It was like an audition for “Saturday Night Live” inside Blue Springs High School’s front office Wednesday afternoon. BSHS 2014 graduates and National Speech & Debate Tournament winners demonstrated a bit of their performance selections on the spot that earned them second place at the tournament last month.
Their spontaneous transformations exhibited lively dance, detailed characterization and numerous gestures, suggested why they earned such high rankings in the Duo and Humorous Interpretation events.
Blue Springs High School earned a “School of Excellence” award for being one of the top 20 high schools at the National Speech & Debate Tournament held in Overland Park, Kansas, from June 17-20. The school’s debate and forensics team earned many points awarded by judges in various live performance events, such as oratory, poetry and, of course, debate that allowed it to be ranked high overall. BSHS speech and debate coach/instructor Jacquelyn Young said nearly 5,000 students and more than 1,000 schools from across the country, including U.S. territory Guam, competed at the tournament last month. Young said this is the second time in her 20 years at BSHS that her team received the “Excellence” award.
In addition to the team accolade, individual students did well. Lyric Davis and Sam Moore placed second overall in the Duo Interpretation event, which involves a pair of performers acting out a scene from a produced play, movie or published piece of work. Their selection was a piece from the play by Jeff Talbott entitled, “The Submission,” a story about race and gender. Blake Knapp placed second in Humorous Interpretation for “Milk, Milk, Lemonade,” a play by Josh Conkel. Plus he won the “Bama Bowl,” a trophy presented to the student who is, in the opinion of the judges, winner of the final round in the HI event.
Davis and Moore said they had to perform their selection a total 13 times throughout the three-day tournament. All three May graduates said they have been practicing their selections all through the past school year.
Young said that although her performers may appear to be immersed in character during a event, the idea behind one in a speech and debate competition is to be “natural” as possible; that way students can learn to be effective communicators in the real world.

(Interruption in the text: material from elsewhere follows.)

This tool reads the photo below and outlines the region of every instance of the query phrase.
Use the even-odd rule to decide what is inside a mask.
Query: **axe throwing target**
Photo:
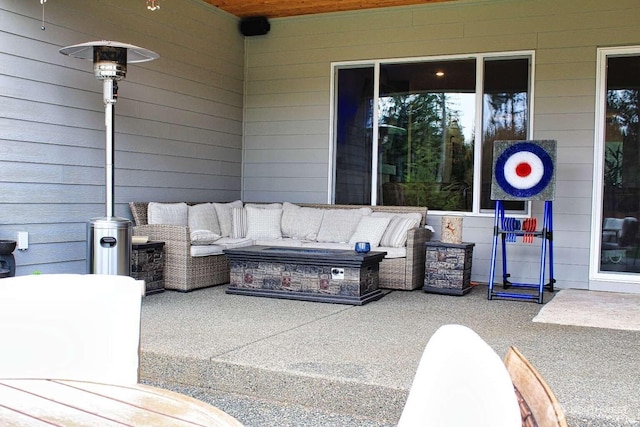
[[[556,141],[495,141],[492,200],[553,200]]]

“You learn communication and memorization,” said Davis on high school forensics. “It has a business mentality to it, where you juggle your time, research and effort.”
“There are also some sociological and psychological aspects to a (forensics) performance, too,” said Moore. He said audience members change their perception and reaction based on how performers present themselves. Young also said that forensics is a competitive activity and has the longest season, starting in October and ending the following June each school year.
Davis, Knapp and Moore said they all received full-ride scholarships through their involvement in forensics all four years in high school and will be attending Western Kentucky University in Bowling Green, Kentucky this fall; a school that is known for speech and debate.
“This was my first class that made the first break,” said Young, meaning all participating BSHS forensics members advanced into later rounds. “I’m so proud of them.”